Analytical techniques

The mineralogical phases were determined by X-Ray diffraction (XRD) using the Rigaku smart lab II diffractometer according to the diffraction powder method operating at 9 kW and 9 mA with oriented sample holders in polymethyl methacrylate or Si of diameters 25 and 20 mm depending on the amount of material (2–5 mg). The XRD patterns were obtained by scanning at the rate of 1º/minute from 5º to 90º (2 h) and steps of 0.05º (2 h)39. Fourier transform infrared spectroscopy (FT-IR) was performed using the Bruker Tensor 27IR with KBr pellets to measure the samples' energy absorption. 5 mg of finely ground < 75 µm specimen powder was homogenously mixed with 250 mg of KBr powder until the mixture had the consistency of fine flour and then pressed into a thin 15 mm diameter disc with infrared spectra obtained at 4000–400 cm − 1 range, with a resolution of 4 cm−1 32 scans respectively40,41,42,43. The samples' morphology was observed with a Carl Zeiss Supra 55 FE-SEM. The elemental analyses were performed using an X-ray dispersive spectrometer (E-DAX) resolution of 0.8 nm coupled to F.E.S.E.M. Each sample was coated with gold sputter (90 s) in a vacuum evaporating system. The sample was observed at a magnification range of 3300–10,000 × with low vacuum mode at 20 kV (Izaguirre, Lanas, & Álvarez 2010; Macwilliam & Nunes, 2019; Pradeep & Selvaraj, 2019).

Results and discussions

Liberation of CO2 & biomineralization of calcite

Fermentation was performed on the herbs to enhance the chemical reactions induced by microorganisms or the enzymes that split the complex compounds into the simplest substances in the absence of oxygen. This splitting of complex compounds is one reason for the carbonation of Lime. The fermentation periods of the organic herbs were fixed according to greater CO2 levels. The air bubbling in the airlock container will gradually slow down, becoming more and more infrequent and then stopping up altogether44 (Reddy 2018).
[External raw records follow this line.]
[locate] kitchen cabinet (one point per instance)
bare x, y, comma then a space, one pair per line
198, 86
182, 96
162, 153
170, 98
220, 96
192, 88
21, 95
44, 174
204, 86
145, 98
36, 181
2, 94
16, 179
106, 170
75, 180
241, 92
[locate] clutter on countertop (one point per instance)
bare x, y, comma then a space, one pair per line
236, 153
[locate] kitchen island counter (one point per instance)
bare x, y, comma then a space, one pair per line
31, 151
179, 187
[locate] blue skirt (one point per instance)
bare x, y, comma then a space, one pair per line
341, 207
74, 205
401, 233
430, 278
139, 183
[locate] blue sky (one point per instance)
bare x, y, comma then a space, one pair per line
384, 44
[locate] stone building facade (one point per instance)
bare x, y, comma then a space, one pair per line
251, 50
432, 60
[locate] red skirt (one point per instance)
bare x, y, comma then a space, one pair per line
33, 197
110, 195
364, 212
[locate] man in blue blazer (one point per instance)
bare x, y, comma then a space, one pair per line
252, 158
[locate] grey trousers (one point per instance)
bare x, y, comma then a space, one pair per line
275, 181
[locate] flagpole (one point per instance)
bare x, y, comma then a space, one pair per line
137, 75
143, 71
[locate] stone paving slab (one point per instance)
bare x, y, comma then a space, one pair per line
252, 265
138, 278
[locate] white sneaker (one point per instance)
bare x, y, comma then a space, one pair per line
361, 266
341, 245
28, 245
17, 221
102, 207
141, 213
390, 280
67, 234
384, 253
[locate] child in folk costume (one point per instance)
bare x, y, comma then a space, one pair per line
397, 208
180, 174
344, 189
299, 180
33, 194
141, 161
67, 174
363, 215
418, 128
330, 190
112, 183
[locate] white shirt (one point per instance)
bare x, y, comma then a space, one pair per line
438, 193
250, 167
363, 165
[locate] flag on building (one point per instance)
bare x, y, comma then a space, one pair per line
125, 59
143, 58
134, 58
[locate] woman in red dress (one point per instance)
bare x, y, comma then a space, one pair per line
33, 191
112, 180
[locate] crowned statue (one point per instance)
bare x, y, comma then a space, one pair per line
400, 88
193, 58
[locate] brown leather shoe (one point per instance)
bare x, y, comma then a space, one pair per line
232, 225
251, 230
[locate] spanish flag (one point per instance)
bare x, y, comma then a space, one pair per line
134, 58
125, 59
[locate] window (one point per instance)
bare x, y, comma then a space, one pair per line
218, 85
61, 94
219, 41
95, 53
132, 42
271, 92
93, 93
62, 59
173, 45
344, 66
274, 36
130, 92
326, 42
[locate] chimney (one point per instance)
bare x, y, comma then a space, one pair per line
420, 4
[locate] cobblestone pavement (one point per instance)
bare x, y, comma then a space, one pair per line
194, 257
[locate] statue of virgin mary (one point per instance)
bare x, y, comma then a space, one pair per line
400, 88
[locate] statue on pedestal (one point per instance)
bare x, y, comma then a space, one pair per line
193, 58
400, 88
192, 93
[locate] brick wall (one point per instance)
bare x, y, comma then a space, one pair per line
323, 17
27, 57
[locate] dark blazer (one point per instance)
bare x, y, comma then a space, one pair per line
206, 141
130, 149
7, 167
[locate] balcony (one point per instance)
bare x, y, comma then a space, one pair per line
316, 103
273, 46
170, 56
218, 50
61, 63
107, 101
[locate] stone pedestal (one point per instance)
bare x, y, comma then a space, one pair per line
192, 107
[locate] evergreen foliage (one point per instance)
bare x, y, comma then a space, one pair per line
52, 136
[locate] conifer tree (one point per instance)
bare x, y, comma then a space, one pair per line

The amount of liberation of CO2 ranged between 10,000 and 90,000 ppm during the complete fermentation process shown in Fig. 4. Organic herbs like neelamari and aloe vera have significantly released the highest CO2 of 96,000 and 90,000 ppm on the 4th day of fermentation. Further, it slowed down its activity as the days progressed. Similarly, the palm jaggery and kadukkai have liberated the considerable amount CO2 of 36,500 and 50,000 ppm on the 4th day on signalling the rise of air bubbles from the bottom, indicates the complete ethanolic transformation activity. But the hibiscus has rapidly liberated the CO2 of 32,000 ppm on the 2nd day and moderately slowing down the emission on the 7th day, indicating the hibiscus has pyruvate into complete alcoholic transformation by splitting the complex compounds into sugars such as glucose, fructose and sucrose products. The fermentation measurements suggested, the liberation of CO2 was found high for neelamari and aloe vera, followed by kadukkai and jaggery; hence all these four organic fermented extracts can be incorporated into the lime mortar on the 4th day to activate the internal carbonation and to strengthen the mortar due to the internal reaction between the lime particles and organically induced CO2 to improve the calcite crystals. But the hibiscus herb showed high liberation on the 2nd day and gradually slowed down the activity, indicating it took 2 days to ferment and extended its transformation till 14 days.

Figure 4
figure 4

CO2 Quantification.

Moreover, the fermentation days have significantly varied according to the organic herbs' phytochemical compounds; hence the number of days for fermentation was not kept constant in this study32. Liberation of CO2 is very important for setting and hardening of lime mortars in heritage buildings. In general, lime sets by carbonation by absorption of CO2 from the atmosphere to precipitate the calcium carbonate (Eq. 1).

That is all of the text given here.